Micronaut REST Application Using Gradle and GraalVM Native Image

This example shows how to run a simple Micronaut REST application, compile it with GraalVM Native Image, and package it in a container image. Along the way you will see the performance benefits that GraalVM Native Image provides to Micronaut applications.

Preparation

  1. Download and install GraalVM using SDKMAN!:

    sdk install java 21.0.5-graal

    Note: A Java version between 17 and 21 is required to execute Gradle (see the Gradle Compatibility Matrix).

  2. Download or clone GraalVM demos repository and navigate into the example directory:

    git clone https://github.com/graalvm/graalvm-demos
    cd graalvm-demos/native-image/microservices/micronaut-hello-rest-gradle

Compile and Run from a JAR File

  1. Compile the application and build a fat JAR that includes all its dependencies:

    ./gradlew assemble
  2. Run the application on HotSpot from a JAR file:

    java -jar build/libs/hello-0.1-all.jar

    You can see the app starts in few hundred milliseconds.

  3. To test the HelloController you created, either curl http://localhost:8080/hello or open it in a browser:

    curl http://localhost:8080/hello

    The response should be Example Response. Then stop the application:

    CTRL-C
    

Build and Run a Native Executable

With no runtime reflection, Micronaut is extremely well suited to ahead-of-time (AOT) compilation with GraalVM Native Image. Mironaut provides support for GraalVM Native Image by default.

  1. Compile this REST application ahead of time with Gradle:

    ./gradlew nativeCompile

    Compilation can take a few minutes, but more cores and more memory reduce the required time.

    The result is a standalone executable placed in the build/native/nativeCompile/ directory named MnHelloRest.

  2. Run the application from the native executable:

    ./build/native/nativeCompile/MnHelloRest

    This ahead-of-time compiled application started much faster than when running on HorSpot!

    It is so fast because it does not have to parse bytecode for JDK and application classes, initialize the JIT compiler, allocate JIT code caches, JIT profile data caches, and so on. The startup is negligible.

Containerize and Run in Docker on Linux

If you are on Linux, you can easily create a Docker container image that includes the native Linux executable you have built. For Windows or macOS, the process is little different and is not covered here.

Typically, the first question is what base image to use? GraalVM Native Image supports both static and dynamically linked executables, with dynamic being the default. Your native executable is dynamically linked against glibc, you will need a base image that includes it. One of the smallest base images you could use is Alpine Linux with glibc.

  1. Create a Dockerfile with the following contents:

    FROM frolvlad/alpine-glibc:alpine-3.12
    EXPOSE 8080
    ADD build/native-image/application /app/example
    ENTRYPOINT ["/app/example"]

    Simply copy the native executable into the container image and expose port 8080.

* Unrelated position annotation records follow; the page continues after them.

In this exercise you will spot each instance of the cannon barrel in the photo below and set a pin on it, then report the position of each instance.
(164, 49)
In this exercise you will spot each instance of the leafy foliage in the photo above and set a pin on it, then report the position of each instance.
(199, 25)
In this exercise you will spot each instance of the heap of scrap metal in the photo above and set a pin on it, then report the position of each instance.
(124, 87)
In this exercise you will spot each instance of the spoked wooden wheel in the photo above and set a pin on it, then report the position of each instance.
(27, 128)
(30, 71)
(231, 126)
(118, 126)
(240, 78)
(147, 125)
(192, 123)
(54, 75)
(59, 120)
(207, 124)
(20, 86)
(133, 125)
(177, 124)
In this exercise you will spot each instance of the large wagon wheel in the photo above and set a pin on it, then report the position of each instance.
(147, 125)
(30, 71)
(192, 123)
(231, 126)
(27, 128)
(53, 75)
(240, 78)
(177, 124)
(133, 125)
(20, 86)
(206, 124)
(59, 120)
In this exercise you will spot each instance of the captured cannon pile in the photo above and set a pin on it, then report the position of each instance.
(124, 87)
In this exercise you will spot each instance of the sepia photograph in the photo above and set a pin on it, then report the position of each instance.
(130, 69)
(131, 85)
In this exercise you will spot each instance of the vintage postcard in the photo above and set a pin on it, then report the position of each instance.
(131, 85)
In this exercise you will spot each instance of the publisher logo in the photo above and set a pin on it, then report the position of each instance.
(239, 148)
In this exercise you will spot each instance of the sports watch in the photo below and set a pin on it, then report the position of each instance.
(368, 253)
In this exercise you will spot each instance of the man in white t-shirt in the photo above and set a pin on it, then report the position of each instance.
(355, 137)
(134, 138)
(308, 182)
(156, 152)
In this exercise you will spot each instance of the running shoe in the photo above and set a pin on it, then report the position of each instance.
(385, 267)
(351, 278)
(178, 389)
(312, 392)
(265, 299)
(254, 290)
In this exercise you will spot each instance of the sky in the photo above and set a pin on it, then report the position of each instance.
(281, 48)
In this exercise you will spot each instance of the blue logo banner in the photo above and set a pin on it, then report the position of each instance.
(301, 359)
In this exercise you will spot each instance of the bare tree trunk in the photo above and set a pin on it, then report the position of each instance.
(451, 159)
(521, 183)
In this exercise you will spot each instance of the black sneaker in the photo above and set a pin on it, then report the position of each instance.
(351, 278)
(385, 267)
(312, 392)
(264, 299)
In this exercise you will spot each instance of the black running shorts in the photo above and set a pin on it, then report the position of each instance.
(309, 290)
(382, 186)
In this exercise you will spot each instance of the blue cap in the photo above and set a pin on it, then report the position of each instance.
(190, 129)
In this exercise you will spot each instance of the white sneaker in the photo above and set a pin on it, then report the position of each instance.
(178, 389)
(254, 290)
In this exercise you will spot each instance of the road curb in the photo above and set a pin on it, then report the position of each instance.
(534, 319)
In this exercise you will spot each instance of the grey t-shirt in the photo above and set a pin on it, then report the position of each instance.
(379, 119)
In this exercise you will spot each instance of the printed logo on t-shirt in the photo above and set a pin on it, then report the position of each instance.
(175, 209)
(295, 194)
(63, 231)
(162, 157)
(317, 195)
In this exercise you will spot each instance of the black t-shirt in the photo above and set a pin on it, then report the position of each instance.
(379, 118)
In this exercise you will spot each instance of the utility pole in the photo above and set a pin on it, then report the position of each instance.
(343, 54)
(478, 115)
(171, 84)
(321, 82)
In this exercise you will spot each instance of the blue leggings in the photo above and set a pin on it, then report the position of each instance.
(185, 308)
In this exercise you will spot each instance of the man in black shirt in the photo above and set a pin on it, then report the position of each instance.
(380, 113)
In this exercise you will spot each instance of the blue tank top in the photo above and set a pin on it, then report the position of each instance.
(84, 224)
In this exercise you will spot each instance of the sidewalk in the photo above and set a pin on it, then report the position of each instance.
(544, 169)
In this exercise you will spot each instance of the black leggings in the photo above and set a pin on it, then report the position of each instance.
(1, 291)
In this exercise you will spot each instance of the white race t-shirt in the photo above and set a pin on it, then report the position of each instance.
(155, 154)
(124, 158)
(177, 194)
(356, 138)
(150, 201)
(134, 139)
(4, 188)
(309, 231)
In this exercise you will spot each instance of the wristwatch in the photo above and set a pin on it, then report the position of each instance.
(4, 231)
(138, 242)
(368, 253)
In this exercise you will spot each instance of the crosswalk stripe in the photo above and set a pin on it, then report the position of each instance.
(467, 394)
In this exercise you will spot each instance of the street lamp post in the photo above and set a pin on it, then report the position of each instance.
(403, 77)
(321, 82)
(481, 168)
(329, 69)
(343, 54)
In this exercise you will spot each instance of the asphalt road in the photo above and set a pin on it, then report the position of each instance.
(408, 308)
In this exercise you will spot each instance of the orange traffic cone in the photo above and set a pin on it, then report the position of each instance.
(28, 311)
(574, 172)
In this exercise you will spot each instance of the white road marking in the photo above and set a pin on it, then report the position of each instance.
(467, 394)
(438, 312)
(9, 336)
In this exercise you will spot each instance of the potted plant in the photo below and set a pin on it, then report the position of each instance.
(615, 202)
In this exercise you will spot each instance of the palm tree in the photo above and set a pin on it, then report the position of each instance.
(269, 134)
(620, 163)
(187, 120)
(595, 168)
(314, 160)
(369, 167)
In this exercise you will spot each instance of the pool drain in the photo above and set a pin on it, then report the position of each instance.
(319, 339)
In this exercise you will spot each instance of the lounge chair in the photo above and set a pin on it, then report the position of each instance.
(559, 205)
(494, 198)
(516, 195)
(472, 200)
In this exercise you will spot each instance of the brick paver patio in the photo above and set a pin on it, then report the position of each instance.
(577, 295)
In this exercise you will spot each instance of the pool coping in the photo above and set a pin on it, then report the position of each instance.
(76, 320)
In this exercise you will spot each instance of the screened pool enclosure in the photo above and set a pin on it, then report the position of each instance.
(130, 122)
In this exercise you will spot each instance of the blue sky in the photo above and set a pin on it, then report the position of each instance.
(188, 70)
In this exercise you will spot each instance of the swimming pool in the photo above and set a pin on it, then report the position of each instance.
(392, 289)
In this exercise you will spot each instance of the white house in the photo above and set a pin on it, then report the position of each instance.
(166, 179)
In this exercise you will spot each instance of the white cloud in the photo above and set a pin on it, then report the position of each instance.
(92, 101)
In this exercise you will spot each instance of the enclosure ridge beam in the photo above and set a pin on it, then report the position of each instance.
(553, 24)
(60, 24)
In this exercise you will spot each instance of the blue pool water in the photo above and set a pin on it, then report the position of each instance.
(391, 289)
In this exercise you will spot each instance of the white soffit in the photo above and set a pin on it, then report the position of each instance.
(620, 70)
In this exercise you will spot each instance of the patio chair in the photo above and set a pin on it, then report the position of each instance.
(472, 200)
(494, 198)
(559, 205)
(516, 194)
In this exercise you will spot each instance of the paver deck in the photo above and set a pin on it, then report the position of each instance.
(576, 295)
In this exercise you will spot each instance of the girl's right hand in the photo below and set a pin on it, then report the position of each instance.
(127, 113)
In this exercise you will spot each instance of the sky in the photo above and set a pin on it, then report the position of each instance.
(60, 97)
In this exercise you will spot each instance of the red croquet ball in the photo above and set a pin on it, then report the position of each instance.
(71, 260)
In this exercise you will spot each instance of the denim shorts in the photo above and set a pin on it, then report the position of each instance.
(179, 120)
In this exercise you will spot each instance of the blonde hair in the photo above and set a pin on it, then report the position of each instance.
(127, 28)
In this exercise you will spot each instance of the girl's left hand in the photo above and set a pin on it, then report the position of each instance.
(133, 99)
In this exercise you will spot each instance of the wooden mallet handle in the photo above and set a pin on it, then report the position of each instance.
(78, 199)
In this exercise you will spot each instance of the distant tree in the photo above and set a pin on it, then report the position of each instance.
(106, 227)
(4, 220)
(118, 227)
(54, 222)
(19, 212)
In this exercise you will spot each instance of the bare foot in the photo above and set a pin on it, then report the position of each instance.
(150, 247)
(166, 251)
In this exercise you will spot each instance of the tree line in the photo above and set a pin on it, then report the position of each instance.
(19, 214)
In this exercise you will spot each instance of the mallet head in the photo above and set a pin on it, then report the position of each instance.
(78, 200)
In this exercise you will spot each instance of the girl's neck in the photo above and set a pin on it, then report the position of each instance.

  2. Build a container image:

    docker build . -t example

    The container image that was created is about 94MB, which makes sense because the Alpine with glibc base image is about 18MB and your application is about 71MB.

    docker images
    REPOSITORY              TAG                 IMAGE ID            CREATED             SIZE
    hello                   latest              f5ea290d8d08        2 seconds ago       94.2MB
  3. You can run the container image and the application directly:

    docker run -p8080:8080 --rm hello
    curl http://localhost:8080/hello

    It will return the same message "Example Response".

Wrapping Up

Micronaut makes it really easy to build modern Java applications and microservices. Its elimination of runtime reflection also makes it an ideal application framework to use with GraalVM Native Image for ahead-of-time compilation and containerization.